Imagine summing up all your life's work and experience in a single paper. This is the work that goes into writing a dissertation. These papers are the culmination of years of study, research and experience, and nearly every higher-education program requires some form of a dissertation before bestowing a degree. Dissertations generally begin with abstracts, or summaries that preview the information from the main paper. Composing an accurate and interesting summary can make the difference between a fascinated reader and just another bored professor.
Suggestions
Compose most, if not all, of your dissertation before you begin the summary. Review the dissertation with the intention of writing an abstract.

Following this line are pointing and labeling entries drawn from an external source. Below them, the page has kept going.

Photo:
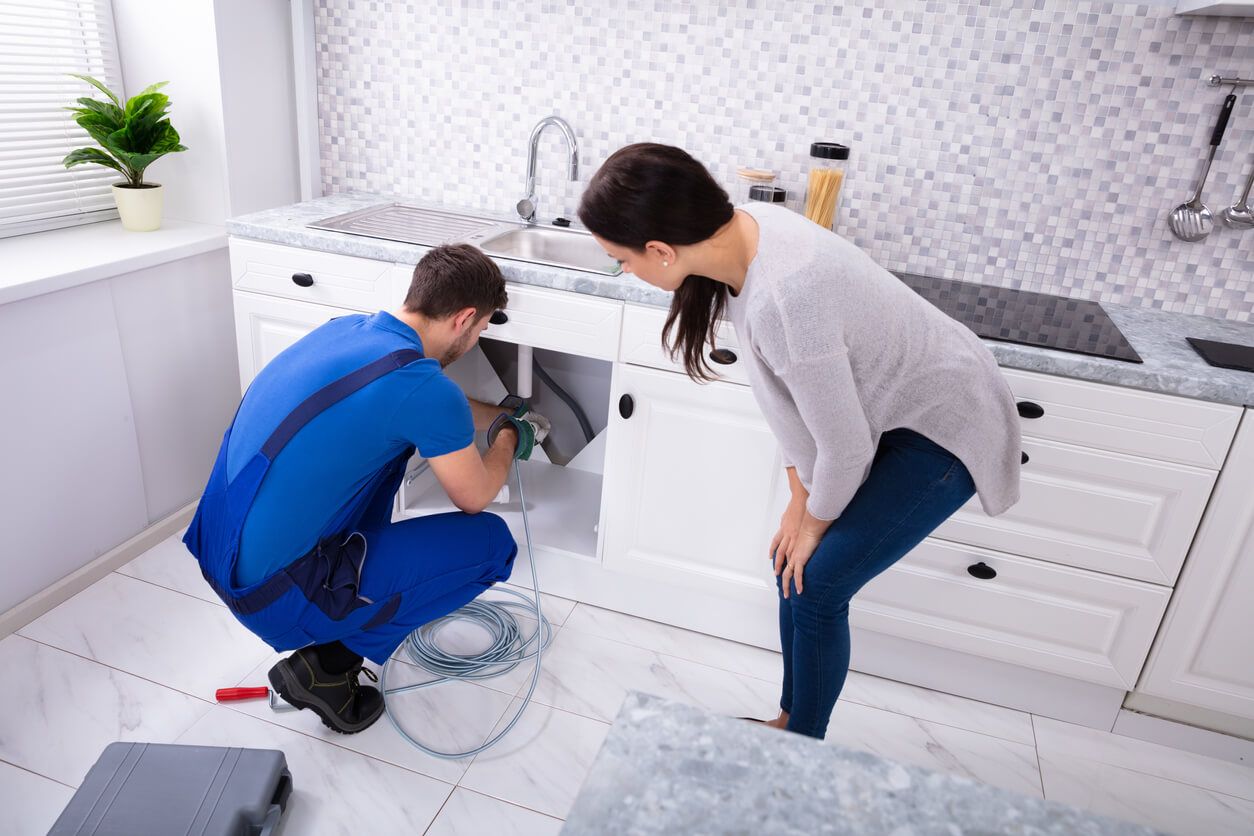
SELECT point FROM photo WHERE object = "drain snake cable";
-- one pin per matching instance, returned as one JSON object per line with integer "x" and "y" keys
{"x": 508, "y": 649}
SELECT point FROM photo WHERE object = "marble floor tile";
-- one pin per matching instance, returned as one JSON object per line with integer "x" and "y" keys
{"x": 169, "y": 564}
{"x": 590, "y": 676}
{"x": 334, "y": 790}
{"x": 1149, "y": 800}
{"x": 469, "y": 814}
{"x": 1067, "y": 741}
{"x": 948, "y": 710}
{"x": 944, "y": 748}
{"x": 677, "y": 642}
{"x": 450, "y": 717}
{"x": 542, "y": 762}
{"x": 69, "y": 708}
{"x": 30, "y": 802}
{"x": 152, "y": 632}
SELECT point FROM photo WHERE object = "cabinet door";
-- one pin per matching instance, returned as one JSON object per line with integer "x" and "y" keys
{"x": 1203, "y": 654}
{"x": 265, "y": 326}
{"x": 1106, "y": 512}
{"x": 692, "y": 484}
{"x": 1037, "y": 614}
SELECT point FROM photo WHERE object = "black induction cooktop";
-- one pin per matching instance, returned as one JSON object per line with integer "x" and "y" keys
{"x": 1026, "y": 317}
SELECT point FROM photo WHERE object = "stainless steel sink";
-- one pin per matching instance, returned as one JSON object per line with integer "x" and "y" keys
{"x": 547, "y": 246}
{"x": 534, "y": 243}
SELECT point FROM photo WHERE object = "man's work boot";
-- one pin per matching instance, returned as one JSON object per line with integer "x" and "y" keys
{"x": 342, "y": 705}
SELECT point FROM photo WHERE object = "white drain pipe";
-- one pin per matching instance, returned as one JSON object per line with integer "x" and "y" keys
{"x": 526, "y": 355}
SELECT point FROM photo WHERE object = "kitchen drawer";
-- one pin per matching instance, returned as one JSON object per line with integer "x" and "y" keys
{"x": 1036, "y": 614}
{"x": 341, "y": 281}
{"x": 642, "y": 345}
{"x": 559, "y": 320}
{"x": 1122, "y": 420}
{"x": 1097, "y": 510}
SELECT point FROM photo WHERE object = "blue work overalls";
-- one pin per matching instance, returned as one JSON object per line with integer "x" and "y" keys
{"x": 418, "y": 569}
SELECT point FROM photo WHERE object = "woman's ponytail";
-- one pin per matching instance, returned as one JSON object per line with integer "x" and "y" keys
{"x": 650, "y": 192}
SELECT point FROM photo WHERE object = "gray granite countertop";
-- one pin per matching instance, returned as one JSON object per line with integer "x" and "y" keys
{"x": 1171, "y": 366}
{"x": 670, "y": 768}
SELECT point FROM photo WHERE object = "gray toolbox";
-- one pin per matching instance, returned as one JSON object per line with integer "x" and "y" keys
{"x": 138, "y": 788}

This will help you pick out the most vital and interesting parts that will grab your reader's interest.
Pre-write the abstract, focusing on listing your thesis topic or purpose, your research methods and the general results and conclusions you drew from the research discussed in your dissertation. This early stage can simply be notes that you take as you read your dissertation, or can consist of full sentences or paragraphs that you can use in your introduction.
Avoid using direct references to your research in the introduction. While you are required to use such references in the rest of the paper, the abstract should only be used to state your ideas and conclusions. Using references will make the abstract too long, and the reader may get lost in too much information up front.
Revise your prewriting. Put all the information into grammatically correct sentences with proper spelling.
Re-read your abstract and make any further adjustments. Check that the organization is logical. In general, the information in the summary should follow the path of the research, starting with the thesis and ending with the conclusions.
Ask a friend, professor or someone familiar with your research to read your summary. A new set of eyes may be able to catch spelling and grammar mistakes or organizational errors that could ruin your abstract.
Tips
In general, an abstract summary is less than 10 percent as long as your full dissertation. While longer papers may have a one- to two-page abstract, most summaries are only a paragraph or so.
A summary should never provide any new information; it simply summarizes the work from your dissertation.